La Russie, allié proche des deux pays et médiateur privilégié, a appelé via son ministère des Affaires étrangères les parties en conflit à un cessez-le-feu et à l’ouverture de négociations.

«Selon nos informations, la situation s’est rapidement détériorée dans la zone du conflit du Haut-Karabagh. Des tirs intenses éclatent le long de la ligne de contact des deux côtés. Il y a des victimes», indique un communiqué publié sur le site internet de la diplomatie russe. «Nous appelons les parties à un cessez-le-feu immédiat et à lancer des pourparlers afin de stabiliser la situation», souligne la publication. Lors d’une conversation téléphonique avec son homologue arménien, Sergueï Lavrov s’est dit préoccupé par les affrontements. Il a précisé que Moscou était disponible pour agir en tant qu’intermédiaire afin d’obtenir une désescalade.

Le groupe de Minsk et l’échec des négociations

En 1994, l’Organisation pour la coopération et la sécurité en Europe (OSCE) crée le Groupe de Minsk, chargé de promouvoir un règlement du conflit et constitué des Etats-Unis, de la France et de la Russie. Malgré cette médiation et plusieurs cycles de pourparlers, aucune solution ne se matérialise, Bakou et Erevan ne parvenant pas à se mettre d’accord sur le statut de ce territoire que la communauté internationale considère toujours comme azerbaïdjanais. A ce jour, aucun traité de paix n’a été conclu. En novembre 2008, l’Arménie et l’Azerbaïdjan signent une déclaration appelant à un «règlement pacifique» du conflit, mais les accrochages se poursuivent. Le 12 novembre 2014, les forces azerbaïdjanaises abattent un hélicoptère militaire arménien dans le Haut-Karabagh, provoquant la mort des trois membres de son équipage, selon les médias arméniens. Les incidents se multiplient, les deux camps s’accusent d’y déclencher des attaques.

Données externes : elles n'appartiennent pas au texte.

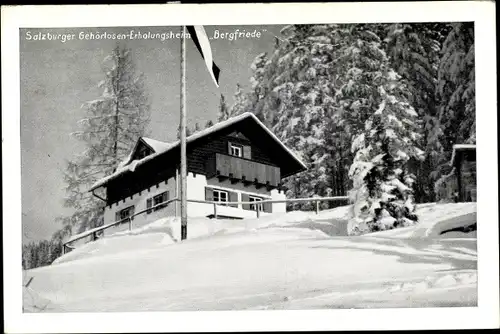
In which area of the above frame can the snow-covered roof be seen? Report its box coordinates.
[90,112,307,191]
[450,144,476,166]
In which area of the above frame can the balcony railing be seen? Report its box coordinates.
[207,153,281,188]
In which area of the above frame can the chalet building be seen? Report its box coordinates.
[90,113,306,225]
[438,144,477,202]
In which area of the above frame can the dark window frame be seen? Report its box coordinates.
[212,188,229,206]
[146,190,170,214]
[229,143,243,158]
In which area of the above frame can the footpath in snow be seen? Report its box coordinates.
[24,203,477,312]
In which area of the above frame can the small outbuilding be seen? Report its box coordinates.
[450,144,477,202]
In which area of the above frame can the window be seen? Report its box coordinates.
[213,189,229,205]
[229,144,243,158]
[115,205,134,221]
[146,191,169,213]
[248,196,264,212]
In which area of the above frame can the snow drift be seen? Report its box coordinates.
[24,203,477,312]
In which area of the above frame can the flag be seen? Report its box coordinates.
[186,26,220,87]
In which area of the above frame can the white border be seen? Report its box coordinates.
[2,1,499,333]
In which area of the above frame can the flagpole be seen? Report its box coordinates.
[180,25,187,240]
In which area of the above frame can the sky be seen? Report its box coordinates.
[20,26,282,243]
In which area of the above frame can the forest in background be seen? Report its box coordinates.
[23,23,476,269]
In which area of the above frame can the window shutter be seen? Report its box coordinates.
[243,145,252,159]
[229,191,238,208]
[241,194,250,210]
[205,187,214,201]
[262,198,273,213]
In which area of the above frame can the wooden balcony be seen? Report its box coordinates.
[207,153,281,189]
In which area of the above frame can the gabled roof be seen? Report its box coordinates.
[450,144,476,166]
[90,112,307,191]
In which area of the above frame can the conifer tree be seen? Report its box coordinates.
[60,44,149,232]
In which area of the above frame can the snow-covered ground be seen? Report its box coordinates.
[24,203,477,312]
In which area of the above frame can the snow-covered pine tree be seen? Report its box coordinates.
[263,25,348,209]
[348,73,424,234]
[193,122,201,133]
[205,119,214,129]
[385,23,442,202]
[229,83,248,117]
[60,44,150,233]
[436,22,476,189]
[216,94,231,122]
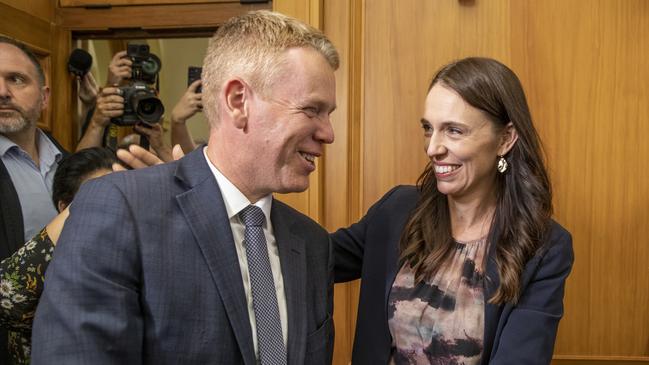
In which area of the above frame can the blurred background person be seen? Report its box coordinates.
[171,80,203,153]
[0,147,117,365]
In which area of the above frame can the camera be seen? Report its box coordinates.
[111,43,164,126]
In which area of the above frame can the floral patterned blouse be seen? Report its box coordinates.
[388,238,488,365]
[0,228,54,365]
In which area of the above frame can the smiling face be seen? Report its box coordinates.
[237,48,336,197]
[0,43,48,134]
[421,83,515,201]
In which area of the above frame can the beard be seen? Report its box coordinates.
[0,99,42,134]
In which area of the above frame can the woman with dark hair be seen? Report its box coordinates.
[0,147,117,365]
[332,58,573,364]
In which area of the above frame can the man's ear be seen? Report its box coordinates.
[41,86,50,110]
[223,79,248,129]
[498,122,518,156]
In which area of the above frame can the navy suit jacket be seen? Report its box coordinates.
[332,186,573,365]
[32,148,333,365]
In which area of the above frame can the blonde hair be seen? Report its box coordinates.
[202,10,340,124]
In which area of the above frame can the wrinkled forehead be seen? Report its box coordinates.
[0,43,38,80]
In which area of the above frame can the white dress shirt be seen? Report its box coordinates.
[203,147,288,357]
[0,129,62,242]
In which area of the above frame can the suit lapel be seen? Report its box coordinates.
[176,148,256,365]
[271,200,307,364]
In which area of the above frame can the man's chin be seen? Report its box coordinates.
[0,114,31,134]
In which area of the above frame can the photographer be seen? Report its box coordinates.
[76,51,133,151]
[171,80,203,153]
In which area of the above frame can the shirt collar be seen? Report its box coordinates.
[36,128,63,168]
[203,147,273,227]
[0,134,20,157]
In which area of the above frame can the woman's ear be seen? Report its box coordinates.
[223,79,248,129]
[498,122,518,156]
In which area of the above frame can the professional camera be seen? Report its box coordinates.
[111,44,164,126]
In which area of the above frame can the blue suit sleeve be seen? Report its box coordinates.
[331,186,399,283]
[32,178,143,365]
[489,231,574,365]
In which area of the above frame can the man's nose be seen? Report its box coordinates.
[315,115,334,144]
[0,77,9,99]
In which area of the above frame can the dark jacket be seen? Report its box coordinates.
[332,186,573,365]
[32,148,333,365]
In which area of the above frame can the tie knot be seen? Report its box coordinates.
[239,205,266,227]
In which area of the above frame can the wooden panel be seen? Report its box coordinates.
[322,0,363,365]
[0,2,51,51]
[552,356,649,365]
[58,2,270,30]
[0,0,56,22]
[363,0,510,209]
[512,0,649,362]
[59,0,233,8]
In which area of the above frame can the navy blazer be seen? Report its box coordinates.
[32,148,333,365]
[331,186,573,365]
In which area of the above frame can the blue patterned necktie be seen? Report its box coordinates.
[239,205,286,365]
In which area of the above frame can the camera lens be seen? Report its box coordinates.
[135,96,164,123]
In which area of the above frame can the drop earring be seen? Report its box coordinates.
[496,156,509,174]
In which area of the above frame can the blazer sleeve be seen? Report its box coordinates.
[331,186,400,283]
[489,229,574,365]
[32,173,143,365]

L’UE appelle à la cessation des hostilités

L’Union européenne a appelé le 27 septembre à la cessation des combats et à un «retour immédiat aux négociations». «L’action militaire doit cesser, de toute urgence, pour éviter une escalade supplémentaire», a indiqué sur Twitter Charles Michel, le président du Conseil européen. «Un retour immédiat aux négociations, sans conditions préalables, est la seule voie possible», a ajouté l’ex-Premier ministre belge. «L’Union européenne appelle à une cessation immédiate des hostilités, à la désescalade et à une stricte observation du cessez-le-feu», a déclaré le Haut représentant de l’Union européenne pour les affaires étrangères, Josep Borrell, dans un communiqué. Il a aussi souligné l’urgence de relancer les négociations sur le conflit au Haut-Karabagh sous les auspices du Groupe de Minsk. Un conflit majeur impliquant l’Azerbaïdjan et l’Arménie pourrait entraîner l’intervention des puissances en concurrence dans la région du Caucase, la Russie et la Turquie.